‘Being a burden’: an Illegitimate Ground For Assisted Dying

The issue of the legality in England and Wales of physician-assisted suicide has recently been revisited by the Divisional Court. Judgment is awaited. The judgment of the Court of Appeal, granting permission for judicial review, is here.

The basic issue before the Court of Appeal was the same as that in Nicklinson v Ministry of Justice and R (Purdy) v DPP: does the right to determine how one lives one’s private life (protected by Article 8 of the European Convention on Human Rights)  confer a right to have an assisted death?

Many factors have been said to be relevant to decisions about assisted dying. They include intractable pain (rather a weak criterion, given modern palliative methods), hopeless prognosis – likely to result in death in a short time –  and simple autonomy (‘It’s my right to determine where, when, and in what circumstances I end my life, and that’s an end of the matter’). One factor, commonly in the minds of patients asking for help in ending their lives, but rarely mentioned by advocates of assisted dying, is that the patient feels that she is a burden to her family and carers.

A recent systematic review of the literature concluded that 19-65% of terminally ill patients felt that they were a burden to others.  The 2016 Report relating to the Oregon Death with Dignity Act  says that 48.9% of patients whose lives were ended under the Act cited  ‘being a burden’ as one of their concerns.

Concern about being a burden should not be a criterion justifying assisted dying. That ‘being a burden’ is in the minds of so many patients at the end of life is a depressing index of the breakdown of familial obligations and expectations in the western world. It would have been unthinkable in most cultures and at most historical times. It is an artifact of an atomistic view of the self which is biological gibberish and sociological poison. We are not islands. We were all dependent as fetuses and children, and are dependent now on other road-users, pilots, doctors, genes, and the weather. No system of law or ethics that relies on a caricature of basic realities is likely to produce good results.

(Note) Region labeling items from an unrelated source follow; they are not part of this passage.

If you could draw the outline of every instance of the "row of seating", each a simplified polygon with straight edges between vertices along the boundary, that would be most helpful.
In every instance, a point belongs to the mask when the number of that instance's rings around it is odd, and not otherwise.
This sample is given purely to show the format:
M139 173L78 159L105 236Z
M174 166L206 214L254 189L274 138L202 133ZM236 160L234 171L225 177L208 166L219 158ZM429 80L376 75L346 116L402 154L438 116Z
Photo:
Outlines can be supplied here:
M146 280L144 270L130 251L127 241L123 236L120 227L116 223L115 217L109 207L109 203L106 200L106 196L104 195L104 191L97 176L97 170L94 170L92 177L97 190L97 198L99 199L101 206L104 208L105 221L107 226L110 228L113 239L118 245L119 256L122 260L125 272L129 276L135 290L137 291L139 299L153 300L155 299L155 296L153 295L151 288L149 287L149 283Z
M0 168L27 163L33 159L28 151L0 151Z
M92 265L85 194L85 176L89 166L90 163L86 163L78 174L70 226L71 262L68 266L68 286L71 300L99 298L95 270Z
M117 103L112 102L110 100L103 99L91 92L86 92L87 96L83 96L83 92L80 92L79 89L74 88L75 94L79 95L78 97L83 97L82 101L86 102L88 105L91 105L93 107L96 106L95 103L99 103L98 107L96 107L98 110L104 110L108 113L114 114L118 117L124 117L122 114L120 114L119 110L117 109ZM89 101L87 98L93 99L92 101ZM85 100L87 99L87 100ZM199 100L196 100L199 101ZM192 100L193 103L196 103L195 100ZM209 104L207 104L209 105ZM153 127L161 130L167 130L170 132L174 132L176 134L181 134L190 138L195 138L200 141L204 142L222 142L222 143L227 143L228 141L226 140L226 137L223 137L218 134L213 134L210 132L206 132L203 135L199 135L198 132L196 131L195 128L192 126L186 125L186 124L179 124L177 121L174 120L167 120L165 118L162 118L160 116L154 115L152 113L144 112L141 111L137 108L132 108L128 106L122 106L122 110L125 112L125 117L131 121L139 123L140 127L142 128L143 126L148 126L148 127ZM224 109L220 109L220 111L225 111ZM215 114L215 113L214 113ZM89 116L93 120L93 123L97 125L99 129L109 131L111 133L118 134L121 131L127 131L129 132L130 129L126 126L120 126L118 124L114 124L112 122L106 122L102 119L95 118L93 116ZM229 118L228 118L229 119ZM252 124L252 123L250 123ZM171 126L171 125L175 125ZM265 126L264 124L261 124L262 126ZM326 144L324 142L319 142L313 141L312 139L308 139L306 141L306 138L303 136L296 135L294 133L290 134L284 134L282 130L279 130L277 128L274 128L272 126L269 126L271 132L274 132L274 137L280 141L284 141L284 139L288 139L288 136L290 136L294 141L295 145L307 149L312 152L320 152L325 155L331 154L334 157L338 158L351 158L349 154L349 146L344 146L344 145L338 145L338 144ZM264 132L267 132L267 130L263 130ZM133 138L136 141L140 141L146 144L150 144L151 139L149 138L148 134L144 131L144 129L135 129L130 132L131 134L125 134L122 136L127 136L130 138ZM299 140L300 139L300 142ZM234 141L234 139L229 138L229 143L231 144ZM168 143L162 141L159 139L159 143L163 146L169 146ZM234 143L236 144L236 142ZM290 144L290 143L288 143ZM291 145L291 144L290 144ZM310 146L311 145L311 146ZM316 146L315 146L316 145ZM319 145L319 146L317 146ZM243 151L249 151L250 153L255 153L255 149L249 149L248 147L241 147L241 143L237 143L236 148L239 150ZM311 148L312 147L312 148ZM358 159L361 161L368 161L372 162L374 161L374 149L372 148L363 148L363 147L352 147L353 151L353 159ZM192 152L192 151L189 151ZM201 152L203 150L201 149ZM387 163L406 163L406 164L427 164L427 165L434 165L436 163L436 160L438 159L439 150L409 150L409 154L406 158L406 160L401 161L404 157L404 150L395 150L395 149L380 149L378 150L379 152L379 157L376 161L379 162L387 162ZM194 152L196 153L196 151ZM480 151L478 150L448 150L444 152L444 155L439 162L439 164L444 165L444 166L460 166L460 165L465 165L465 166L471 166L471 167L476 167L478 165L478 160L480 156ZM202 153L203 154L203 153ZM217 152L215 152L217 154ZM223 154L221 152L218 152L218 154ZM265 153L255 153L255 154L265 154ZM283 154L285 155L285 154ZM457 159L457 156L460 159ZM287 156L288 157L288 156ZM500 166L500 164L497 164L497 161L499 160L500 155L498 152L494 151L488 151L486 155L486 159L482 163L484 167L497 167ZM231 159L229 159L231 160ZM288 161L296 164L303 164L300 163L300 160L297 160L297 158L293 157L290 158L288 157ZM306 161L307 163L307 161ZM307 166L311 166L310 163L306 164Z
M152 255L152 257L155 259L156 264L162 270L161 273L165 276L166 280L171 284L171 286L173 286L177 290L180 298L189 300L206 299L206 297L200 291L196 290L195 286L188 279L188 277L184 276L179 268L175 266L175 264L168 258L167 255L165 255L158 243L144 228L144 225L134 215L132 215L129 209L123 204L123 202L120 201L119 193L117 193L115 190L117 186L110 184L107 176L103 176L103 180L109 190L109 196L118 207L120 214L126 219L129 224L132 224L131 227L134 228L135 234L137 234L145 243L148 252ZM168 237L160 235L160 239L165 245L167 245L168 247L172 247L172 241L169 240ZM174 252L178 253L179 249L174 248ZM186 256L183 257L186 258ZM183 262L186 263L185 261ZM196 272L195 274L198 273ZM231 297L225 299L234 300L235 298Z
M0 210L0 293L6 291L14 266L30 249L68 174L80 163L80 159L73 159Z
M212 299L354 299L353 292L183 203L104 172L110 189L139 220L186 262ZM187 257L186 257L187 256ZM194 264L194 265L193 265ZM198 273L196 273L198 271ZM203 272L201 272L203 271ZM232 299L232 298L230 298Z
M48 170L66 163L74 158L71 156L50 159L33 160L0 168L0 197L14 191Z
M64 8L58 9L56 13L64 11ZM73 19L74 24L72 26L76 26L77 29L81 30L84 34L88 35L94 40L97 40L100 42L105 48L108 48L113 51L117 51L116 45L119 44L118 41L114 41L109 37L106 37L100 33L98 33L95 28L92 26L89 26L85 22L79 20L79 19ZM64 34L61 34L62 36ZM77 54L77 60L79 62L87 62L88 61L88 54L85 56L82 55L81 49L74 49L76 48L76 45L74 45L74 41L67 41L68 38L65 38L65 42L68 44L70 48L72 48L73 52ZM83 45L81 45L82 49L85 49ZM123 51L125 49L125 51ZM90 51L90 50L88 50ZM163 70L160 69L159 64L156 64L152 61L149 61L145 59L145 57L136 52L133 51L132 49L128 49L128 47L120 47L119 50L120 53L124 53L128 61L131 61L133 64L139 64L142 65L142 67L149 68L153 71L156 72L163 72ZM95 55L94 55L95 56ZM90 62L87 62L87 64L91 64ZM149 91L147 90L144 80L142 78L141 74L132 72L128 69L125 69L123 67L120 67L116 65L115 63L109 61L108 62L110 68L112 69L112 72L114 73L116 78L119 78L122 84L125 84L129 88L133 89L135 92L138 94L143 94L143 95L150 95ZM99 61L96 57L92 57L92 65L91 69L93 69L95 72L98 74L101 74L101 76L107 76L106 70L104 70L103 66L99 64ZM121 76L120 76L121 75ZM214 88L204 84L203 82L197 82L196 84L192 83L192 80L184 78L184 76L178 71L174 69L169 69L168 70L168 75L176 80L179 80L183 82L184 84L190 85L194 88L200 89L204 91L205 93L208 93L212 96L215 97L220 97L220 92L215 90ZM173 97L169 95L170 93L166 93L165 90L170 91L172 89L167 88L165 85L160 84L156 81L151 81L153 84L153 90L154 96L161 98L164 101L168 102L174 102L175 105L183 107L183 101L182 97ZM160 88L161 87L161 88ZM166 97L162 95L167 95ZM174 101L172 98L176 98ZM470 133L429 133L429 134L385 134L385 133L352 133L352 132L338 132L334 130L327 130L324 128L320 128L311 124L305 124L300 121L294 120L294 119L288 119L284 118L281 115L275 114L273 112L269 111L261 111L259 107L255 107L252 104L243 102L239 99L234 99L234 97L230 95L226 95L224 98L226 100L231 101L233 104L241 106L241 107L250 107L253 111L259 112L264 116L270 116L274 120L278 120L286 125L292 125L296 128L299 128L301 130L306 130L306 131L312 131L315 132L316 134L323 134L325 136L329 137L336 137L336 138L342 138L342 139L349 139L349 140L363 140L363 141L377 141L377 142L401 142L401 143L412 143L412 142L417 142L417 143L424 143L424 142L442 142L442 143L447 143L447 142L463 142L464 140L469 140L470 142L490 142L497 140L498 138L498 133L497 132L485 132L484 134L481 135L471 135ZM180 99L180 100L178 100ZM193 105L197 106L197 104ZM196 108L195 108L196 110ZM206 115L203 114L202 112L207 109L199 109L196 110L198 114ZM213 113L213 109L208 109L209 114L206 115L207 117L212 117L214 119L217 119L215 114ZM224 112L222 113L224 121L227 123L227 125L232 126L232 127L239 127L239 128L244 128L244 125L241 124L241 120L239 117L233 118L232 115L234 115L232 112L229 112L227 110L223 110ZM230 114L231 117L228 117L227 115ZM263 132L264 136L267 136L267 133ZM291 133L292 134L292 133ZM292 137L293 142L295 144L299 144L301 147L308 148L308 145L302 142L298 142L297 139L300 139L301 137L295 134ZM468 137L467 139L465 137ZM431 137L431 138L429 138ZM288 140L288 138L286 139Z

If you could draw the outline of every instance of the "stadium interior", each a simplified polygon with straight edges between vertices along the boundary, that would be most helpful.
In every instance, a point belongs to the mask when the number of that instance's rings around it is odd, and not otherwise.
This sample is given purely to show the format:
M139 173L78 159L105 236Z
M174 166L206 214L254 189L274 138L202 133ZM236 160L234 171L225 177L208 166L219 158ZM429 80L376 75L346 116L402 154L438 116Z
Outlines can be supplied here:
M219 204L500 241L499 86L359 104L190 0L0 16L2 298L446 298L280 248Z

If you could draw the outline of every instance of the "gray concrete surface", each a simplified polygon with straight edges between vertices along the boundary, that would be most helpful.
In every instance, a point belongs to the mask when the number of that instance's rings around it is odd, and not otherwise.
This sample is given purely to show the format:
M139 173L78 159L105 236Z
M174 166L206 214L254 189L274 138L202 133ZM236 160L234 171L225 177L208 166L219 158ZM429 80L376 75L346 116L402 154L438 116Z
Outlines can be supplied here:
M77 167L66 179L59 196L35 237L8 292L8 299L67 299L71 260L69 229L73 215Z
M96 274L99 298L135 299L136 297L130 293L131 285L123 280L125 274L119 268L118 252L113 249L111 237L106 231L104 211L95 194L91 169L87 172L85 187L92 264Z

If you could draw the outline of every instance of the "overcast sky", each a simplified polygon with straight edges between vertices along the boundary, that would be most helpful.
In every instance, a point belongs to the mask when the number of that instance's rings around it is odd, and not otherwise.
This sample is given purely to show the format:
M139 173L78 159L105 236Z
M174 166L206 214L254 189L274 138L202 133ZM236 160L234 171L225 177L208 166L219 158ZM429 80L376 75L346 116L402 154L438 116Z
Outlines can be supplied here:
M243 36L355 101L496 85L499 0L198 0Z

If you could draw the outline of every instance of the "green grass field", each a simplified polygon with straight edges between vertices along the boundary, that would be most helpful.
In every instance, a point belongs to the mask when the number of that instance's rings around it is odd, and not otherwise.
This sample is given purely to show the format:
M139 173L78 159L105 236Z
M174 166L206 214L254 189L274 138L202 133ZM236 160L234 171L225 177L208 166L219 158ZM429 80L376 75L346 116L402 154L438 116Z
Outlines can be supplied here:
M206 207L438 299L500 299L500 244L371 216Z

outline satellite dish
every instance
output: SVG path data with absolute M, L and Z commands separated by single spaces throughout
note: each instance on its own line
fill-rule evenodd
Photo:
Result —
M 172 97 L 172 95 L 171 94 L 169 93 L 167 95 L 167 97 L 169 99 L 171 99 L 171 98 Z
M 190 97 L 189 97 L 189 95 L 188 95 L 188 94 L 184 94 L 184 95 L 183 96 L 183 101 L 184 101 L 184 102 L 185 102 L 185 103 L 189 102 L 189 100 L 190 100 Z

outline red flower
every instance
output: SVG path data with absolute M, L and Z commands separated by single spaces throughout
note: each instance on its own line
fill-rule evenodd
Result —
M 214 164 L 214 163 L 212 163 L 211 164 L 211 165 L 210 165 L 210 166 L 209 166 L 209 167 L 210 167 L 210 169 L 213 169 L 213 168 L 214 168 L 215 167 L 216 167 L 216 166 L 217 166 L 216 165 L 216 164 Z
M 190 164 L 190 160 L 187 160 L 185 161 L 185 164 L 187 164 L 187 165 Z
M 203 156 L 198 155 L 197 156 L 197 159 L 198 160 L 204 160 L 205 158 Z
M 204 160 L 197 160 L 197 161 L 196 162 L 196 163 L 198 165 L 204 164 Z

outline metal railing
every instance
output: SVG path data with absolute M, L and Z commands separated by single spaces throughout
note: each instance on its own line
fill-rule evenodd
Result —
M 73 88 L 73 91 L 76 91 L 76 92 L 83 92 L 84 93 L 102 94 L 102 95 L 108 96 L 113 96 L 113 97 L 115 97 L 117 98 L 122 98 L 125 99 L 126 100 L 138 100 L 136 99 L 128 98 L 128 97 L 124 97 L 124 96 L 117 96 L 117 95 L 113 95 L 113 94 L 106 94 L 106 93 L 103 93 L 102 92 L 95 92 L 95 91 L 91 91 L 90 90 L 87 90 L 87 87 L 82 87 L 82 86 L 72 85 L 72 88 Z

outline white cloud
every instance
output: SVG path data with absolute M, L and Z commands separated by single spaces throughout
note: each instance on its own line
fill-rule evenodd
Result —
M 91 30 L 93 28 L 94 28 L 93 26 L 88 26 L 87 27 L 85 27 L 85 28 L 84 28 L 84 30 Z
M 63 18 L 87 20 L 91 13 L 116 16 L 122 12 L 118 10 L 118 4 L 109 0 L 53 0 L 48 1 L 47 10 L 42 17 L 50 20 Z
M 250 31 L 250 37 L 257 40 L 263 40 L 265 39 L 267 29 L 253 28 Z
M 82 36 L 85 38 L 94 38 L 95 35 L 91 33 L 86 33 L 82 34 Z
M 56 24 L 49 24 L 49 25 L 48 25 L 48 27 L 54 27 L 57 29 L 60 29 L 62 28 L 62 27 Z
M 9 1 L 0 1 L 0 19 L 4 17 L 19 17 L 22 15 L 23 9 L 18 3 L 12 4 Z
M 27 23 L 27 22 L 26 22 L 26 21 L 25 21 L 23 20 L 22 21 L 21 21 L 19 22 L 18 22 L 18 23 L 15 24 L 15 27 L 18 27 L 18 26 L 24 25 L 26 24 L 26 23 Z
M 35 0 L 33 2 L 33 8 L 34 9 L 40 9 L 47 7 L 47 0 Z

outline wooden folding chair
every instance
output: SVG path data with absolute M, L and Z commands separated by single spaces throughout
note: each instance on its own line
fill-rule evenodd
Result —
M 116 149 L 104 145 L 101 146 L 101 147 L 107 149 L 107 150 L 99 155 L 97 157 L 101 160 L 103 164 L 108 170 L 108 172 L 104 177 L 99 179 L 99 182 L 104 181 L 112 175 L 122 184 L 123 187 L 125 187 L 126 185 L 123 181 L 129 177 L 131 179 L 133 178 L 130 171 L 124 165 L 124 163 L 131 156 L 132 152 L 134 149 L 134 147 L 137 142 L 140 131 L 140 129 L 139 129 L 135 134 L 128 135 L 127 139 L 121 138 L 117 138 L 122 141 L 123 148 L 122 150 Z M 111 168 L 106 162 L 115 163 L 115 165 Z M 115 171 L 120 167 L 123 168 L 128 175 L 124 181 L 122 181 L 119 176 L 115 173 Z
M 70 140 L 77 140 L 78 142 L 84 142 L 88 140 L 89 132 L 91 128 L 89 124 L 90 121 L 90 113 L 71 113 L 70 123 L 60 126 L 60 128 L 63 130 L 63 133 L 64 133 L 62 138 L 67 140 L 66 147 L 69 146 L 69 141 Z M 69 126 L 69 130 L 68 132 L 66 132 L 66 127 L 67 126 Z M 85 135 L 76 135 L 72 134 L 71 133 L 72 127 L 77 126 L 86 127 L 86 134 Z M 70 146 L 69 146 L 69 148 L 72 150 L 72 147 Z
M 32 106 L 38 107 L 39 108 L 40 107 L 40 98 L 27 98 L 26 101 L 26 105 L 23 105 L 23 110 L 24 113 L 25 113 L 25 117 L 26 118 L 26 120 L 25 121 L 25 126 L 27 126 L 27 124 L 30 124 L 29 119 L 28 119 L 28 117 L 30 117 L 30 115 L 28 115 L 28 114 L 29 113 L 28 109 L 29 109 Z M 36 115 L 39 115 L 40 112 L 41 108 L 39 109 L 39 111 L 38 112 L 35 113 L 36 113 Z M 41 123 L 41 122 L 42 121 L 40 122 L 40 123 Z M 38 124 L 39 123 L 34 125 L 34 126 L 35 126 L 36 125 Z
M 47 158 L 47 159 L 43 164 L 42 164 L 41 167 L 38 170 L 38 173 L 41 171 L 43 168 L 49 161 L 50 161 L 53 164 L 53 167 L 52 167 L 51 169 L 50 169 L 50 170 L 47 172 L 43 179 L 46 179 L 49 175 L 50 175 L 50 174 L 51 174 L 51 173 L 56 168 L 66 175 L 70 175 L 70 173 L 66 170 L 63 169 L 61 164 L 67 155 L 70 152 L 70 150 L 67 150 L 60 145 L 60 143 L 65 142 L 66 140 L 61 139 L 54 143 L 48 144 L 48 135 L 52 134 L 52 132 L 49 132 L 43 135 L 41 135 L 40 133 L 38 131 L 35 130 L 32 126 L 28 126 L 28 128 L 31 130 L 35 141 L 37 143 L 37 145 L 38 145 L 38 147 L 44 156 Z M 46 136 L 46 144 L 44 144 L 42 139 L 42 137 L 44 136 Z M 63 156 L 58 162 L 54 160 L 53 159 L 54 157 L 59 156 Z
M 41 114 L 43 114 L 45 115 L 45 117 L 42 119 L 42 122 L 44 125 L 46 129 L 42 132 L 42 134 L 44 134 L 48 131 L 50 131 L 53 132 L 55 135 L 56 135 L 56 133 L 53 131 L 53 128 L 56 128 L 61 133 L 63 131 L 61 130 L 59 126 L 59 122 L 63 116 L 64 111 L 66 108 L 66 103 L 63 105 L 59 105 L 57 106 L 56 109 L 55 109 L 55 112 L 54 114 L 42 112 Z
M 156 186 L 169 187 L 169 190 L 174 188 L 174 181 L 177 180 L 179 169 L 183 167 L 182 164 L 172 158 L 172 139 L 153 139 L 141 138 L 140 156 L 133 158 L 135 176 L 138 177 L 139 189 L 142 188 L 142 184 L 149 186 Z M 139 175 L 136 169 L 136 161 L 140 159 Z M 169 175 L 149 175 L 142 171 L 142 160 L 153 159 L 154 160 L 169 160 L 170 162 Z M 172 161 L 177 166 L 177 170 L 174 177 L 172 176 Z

One of the functions of the law is to express the fundamental values of a society. By expressing those values, the values can become better entrenched and disseminated. To allow the law relating to assisted dying to take account of a desire to die that has been generated by a feeling that not to die would be to be a burden is to allow the law to endorse the conditions that result in the feeling. That, as a matter of public policy, the law should not do. The law should be framed in such a way as to encourage the attitudes in families and carers that make impossible the feeling ‘I’m a burden’.

One might say that to die to avoid in fact being a burden to others is a commendably altruistic thing to do. Certainly, as a general principle, altruism should be encouraged by the law.  But in the circumstances where assisted dying is a consideration, the good of a heroically selfless act is massively outweighed by the encouragement to selfishness and the abdication of familial responsibility entailed in saying that perceived burdensomeness can justify assisted dying.

One might say, too, that however desirable it might be to eliminate the conditions that make self-perceived burdensomeness possible, the reality is that some patients will always, rightly or wrongly, have that perception, and that the distress caused by that perception should itself, as an act of mercy, justify the legal remedy of assisted dying.

This is a bad argument. It sets the distress of a few above the welfare of many, and above the ethical health of a society.

So: the law should not regard perceived burdensomeness as a permissible reason for assisted dying. And one might think, given the very high incidence of this reason in the reports of patients’ reasons for seeking assisted dying, and the possibility that it is a contributory factor in the minds of those patients who cite other primary reasons for seeking death, that this consideration is an argument against assisted dying per se.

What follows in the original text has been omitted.